Leading practitioners on various stages of the journey to digitalisation have told us that they love the digital technology that can make their lives easier. They love the like-minded clients they work with and they love accountancy itself: they are passionate about their jobs – and their lives.

The case for the digitalised accountancy practice

Recent years have seen several transformational shifts in the technology available to accountants. Cloud-based solutions with a range of add-ons that integrate with the core product, together with access through broadband and mobile networks, have removed the 'brown paper bag' and replaced it with the smartphone and the tablet.

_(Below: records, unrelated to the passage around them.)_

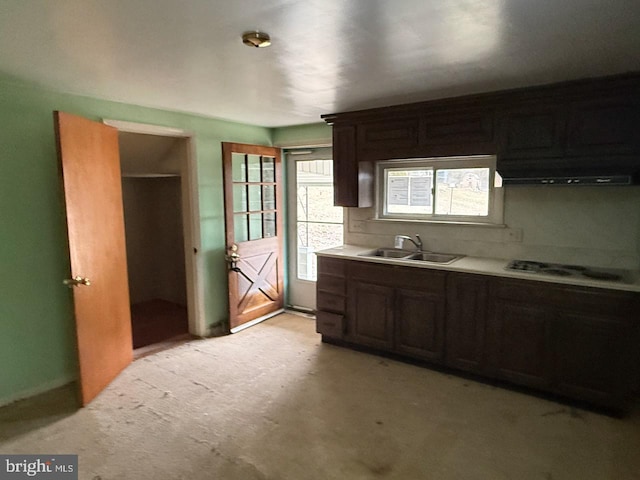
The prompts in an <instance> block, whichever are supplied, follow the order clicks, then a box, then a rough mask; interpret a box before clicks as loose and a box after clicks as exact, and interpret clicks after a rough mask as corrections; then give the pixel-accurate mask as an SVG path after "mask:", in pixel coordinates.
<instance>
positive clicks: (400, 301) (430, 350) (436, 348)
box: [394, 288, 445, 361]
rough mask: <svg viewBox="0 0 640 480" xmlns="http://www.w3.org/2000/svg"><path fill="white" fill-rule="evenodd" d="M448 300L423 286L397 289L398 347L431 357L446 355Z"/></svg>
mask: <svg viewBox="0 0 640 480" xmlns="http://www.w3.org/2000/svg"><path fill="white" fill-rule="evenodd" d="M444 311H445V301H444V298H443V297H442V296H440V295H436V294H433V293H425V292H424V291H421V290H417V289H416V290H414V289H408V288H398V289H396V291H395V311H394V320H395V322H394V323H395V339H396V341H395V350H396V351H397V352H399V353H403V354H406V355H410V356H412V357H417V358H424V359H427V360H433V361H440V360H442V358H443V357H444V313H445V312H444Z"/></svg>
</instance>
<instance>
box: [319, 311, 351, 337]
mask: <svg viewBox="0 0 640 480" xmlns="http://www.w3.org/2000/svg"><path fill="white" fill-rule="evenodd" d="M316 332H318V333H320V334H322V335H327V336H328V337H342V334H343V332H344V315H338V314H336V313H329V312H316Z"/></svg>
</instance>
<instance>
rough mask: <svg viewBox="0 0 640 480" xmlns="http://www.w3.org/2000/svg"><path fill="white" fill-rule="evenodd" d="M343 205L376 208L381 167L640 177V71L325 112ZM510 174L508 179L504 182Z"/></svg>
mask: <svg viewBox="0 0 640 480" xmlns="http://www.w3.org/2000/svg"><path fill="white" fill-rule="evenodd" d="M322 118H323V119H324V120H325V121H326V122H327V123H329V124H332V125H333V126H334V161H335V162H336V168H335V169H334V176H335V179H334V182H335V186H336V197H335V200H336V205H342V206H346V207H369V206H372V205H373V203H374V191H373V186H374V179H373V173H374V168H373V162H375V161H378V160H391V159H406V158H429V157H441V156H460V155H482V154H485V155H486V154H489V155H491V154H495V155H497V163H498V171H500V173H503V172H504V173H505V174H507V173H508V174H509V175H515V176H519V175H523V176H524V177H530V176H535V175H538V174H539V175H547V174H549V175H552V174H563V173H564V174H567V175H606V174H615V175H618V174H625V175H633V176H635V177H637V179H640V74H638V73H632V74H625V75H619V76H615V77H607V78H602V79H587V80H578V81H572V82H565V83H561V84H555V85H545V86H541V87H531V88H524V89H517V90H510V91H504V92H493V93H487V94H481V95H471V96H466V97H458V98H449V99H443V100H435V101H430V102H421V103H414V104H408V105H397V106H391V107H385V108H376V109H371V110H361V111H354V112H345V113H336V114H328V115H323V116H322ZM503 176H504V175H503Z"/></svg>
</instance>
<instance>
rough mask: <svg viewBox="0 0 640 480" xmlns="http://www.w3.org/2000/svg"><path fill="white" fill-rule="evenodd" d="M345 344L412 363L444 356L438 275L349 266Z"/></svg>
mask: <svg viewBox="0 0 640 480" xmlns="http://www.w3.org/2000/svg"><path fill="white" fill-rule="evenodd" d="M347 278H348V281H347V296H348V298H349V308H348V310H347V317H348V326H347V334H346V336H345V338H346V339H347V340H348V341H351V342H354V343H358V344H360V345H365V346H369V347H374V348H378V349H381V350H387V351H392V352H395V353H400V354H402V355H407V356H410V357H414V358H420V359H428V360H433V361H437V360H440V359H441V358H442V357H443V355H444V315H445V296H444V292H445V287H444V279H445V274H444V273H443V272H434V271H429V270H425V269H417V268H412V267H399V266H386V265H377V264H364V263H363V262H352V263H351V265H350V268H349V272H348V274H347Z"/></svg>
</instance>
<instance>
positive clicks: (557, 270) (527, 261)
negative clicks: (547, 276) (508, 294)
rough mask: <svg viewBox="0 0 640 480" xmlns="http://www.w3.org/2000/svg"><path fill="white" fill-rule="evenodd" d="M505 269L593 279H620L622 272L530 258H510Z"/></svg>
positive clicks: (534, 272) (609, 280)
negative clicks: (520, 259) (618, 272)
mask: <svg viewBox="0 0 640 480" xmlns="http://www.w3.org/2000/svg"><path fill="white" fill-rule="evenodd" d="M506 269H507V270H517V271H520V272H525V273H531V274H536V273H541V274H547V275H555V276H558V277H570V276H573V277H587V278H592V279H594V280H608V281H612V282H616V281H622V280H623V273H624V272H622V271H620V272H619V273H618V272H617V271H616V270H611V271H606V270H591V269H590V268H588V267H583V266H582V265H561V264H557V263H544V262H535V261H532V260H512V261H511V262H509V264H508V265H507V266H506Z"/></svg>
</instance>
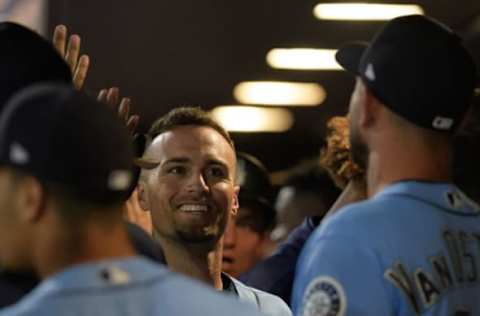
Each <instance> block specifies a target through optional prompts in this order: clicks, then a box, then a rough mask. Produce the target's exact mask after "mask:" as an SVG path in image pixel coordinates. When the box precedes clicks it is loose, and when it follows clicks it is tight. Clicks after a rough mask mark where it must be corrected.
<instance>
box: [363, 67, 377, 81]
mask: <svg viewBox="0 0 480 316" xmlns="http://www.w3.org/2000/svg"><path fill="white" fill-rule="evenodd" d="M365 77H367V79H369V80H370V81H375V70H374V69H373V65H372V64H371V63H369V64H368V65H367V69H366V70H365Z"/></svg>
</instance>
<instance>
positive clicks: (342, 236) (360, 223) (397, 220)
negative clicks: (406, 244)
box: [310, 196, 405, 242]
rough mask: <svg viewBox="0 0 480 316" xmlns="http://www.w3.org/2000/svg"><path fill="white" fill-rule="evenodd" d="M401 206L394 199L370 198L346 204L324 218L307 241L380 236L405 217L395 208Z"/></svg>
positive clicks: (400, 200)
mask: <svg viewBox="0 0 480 316" xmlns="http://www.w3.org/2000/svg"><path fill="white" fill-rule="evenodd" d="M402 203H404V202H403V201H402V200H401V199H399V198H398V197H396V196H388V197H382V198H372V199H368V200H364V201H361V202H356V203H352V204H349V205H347V206H345V207H343V208H341V209H340V210H338V211H337V212H336V213H335V214H333V215H332V216H329V217H327V218H325V219H324V220H323V221H322V222H321V223H320V225H319V227H318V228H317V229H316V230H315V232H314V233H313V234H312V237H311V238H310V239H311V240H317V241H318V240H319V239H332V238H333V239H337V240H342V239H344V240H346V241H347V242H349V241H351V240H356V241H357V242H361V241H362V238H363V237H365V238H366V239H368V240H370V239H371V236H373V235H375V232H378V233H379V234H382V232H383V233H384V231H385V229H387V227H390V226H392V225H396V224H395V223H397V224H398V221H403V218H404V217H405V216H404V215H402V212H398V208H399V207H401V208H404V206H402Z"/></svg>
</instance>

Not only is there an opportunity driver in this; there is also a compliance driver. For many governments, the collection of tax data by electronic means has become essential in managing the collection regime efficiently. This creates an imperative for businesses and their accountants to embrace the digital agenda.

A figure showing the benefits of digitalising your practice. My client: near real-time accounting - improved business insight; more relevant advice - informed decision making; easier flow of work - more focus on generating incom, less on compliance. My team: flexibility in working practices - when it works for your team, greater access to varied resources; more challenging work - at the heart of the client's business; closer client contact - more frequent, more relevant. Myself: more rewarrding client contact - the virtual CFO; practice growth potential - grow with your clients; less administration and more insightful - adding value while maintaining compliance

How to do it: the implementation roadmap

The case for accountants to adopt these technologies has never been stronger. Yet, it is a confusing landscape of varied suppliers and a myriad of application add-ons that tailor the core product for specific industries and/or geographies.

There are three key steps in the implementation of the digitalised practice, all based on the experience of our members:

  • Develop a strategy and select your applications
  • Develop the competencies and capabilities in your team
  • Focus on maintaining and growing your practice

A figure of the three key implementation steps described in the text above. The figure shows three boxes, each containing one key step: strategy and plan; capability development; maintain and grow.

Above all, enjoy the opportunity and rewards of growing your practice and taking your clients on their journey.